Server virtualisation was vital to make the most efficient use of the computing infrastructure and minimise the administration overhead, according to Butcher.
He has been using Platform Computing's LSF workload management software to help him administrate his systems. "We have gone from clustering to distributed resource management to virtualisation, but the trick's the same," he says. "You want to ensure that you put your workload on to a number of systems because that is why you get the efficiencies."
Using the Platform software, Butcher distributes computing jobs automatically to servers across the network. However, he stops short of fragmenting a single job across multiple nodes, which is a fundamental tenet of grid computing, a technology using virtualisation techniques. He does fragment databases so he can distribute relevant parts of them across the 1,100 node farm for pattern matching purposes.
Policy-based administration of his virtual computing resources is a key part of Butcher's strategy. "If you have a facility for people to put 10,000 jobs on the system, you can soon end up creating your own denial of service," he says. The policy facilities within the Platform software enable him to set rules so that end-users get a fair share of the resources.

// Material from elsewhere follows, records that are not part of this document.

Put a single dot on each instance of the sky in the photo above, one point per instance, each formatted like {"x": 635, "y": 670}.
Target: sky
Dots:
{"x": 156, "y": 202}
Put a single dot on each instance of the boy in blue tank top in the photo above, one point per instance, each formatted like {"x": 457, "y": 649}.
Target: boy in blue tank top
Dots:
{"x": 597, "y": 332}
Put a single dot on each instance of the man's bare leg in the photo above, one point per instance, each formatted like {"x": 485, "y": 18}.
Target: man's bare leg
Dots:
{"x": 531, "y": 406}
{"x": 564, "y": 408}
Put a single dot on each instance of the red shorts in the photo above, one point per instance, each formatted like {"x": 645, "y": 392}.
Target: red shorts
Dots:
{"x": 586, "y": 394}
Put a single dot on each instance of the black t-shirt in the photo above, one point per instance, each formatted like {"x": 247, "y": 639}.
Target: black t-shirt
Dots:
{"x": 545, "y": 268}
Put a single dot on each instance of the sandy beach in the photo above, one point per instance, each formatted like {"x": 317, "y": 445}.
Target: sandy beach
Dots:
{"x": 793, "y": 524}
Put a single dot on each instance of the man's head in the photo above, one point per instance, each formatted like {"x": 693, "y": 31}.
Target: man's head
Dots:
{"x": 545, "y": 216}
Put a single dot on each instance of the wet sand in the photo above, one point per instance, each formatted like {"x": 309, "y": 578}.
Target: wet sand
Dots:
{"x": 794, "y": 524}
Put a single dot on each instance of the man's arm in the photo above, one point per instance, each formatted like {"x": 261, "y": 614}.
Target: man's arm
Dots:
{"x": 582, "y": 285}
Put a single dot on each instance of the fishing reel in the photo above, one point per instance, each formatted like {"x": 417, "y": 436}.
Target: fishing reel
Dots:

Although internal accounting wasn't on the Institute's agenda, Butcher nevertheless keeps logs of how much CPU time has been used by each group, because he needs to allocate resources according to the importance of each scientific project.
What is virtualisation?
In a virtualised system, a layer of middleware is introduced between the systems administrator and the disparate resources that make up the infrastructure; the administrator gives instructions to the middleware, asking it for specific resources as and when the need arises. The middleware deals with the necessary devices, reallocating storage space, CPU power and other necessary elements under the covers. The virtualisation products now starting to enter the non-mainframe market can be broken down into three components: storage, processing power and network resources.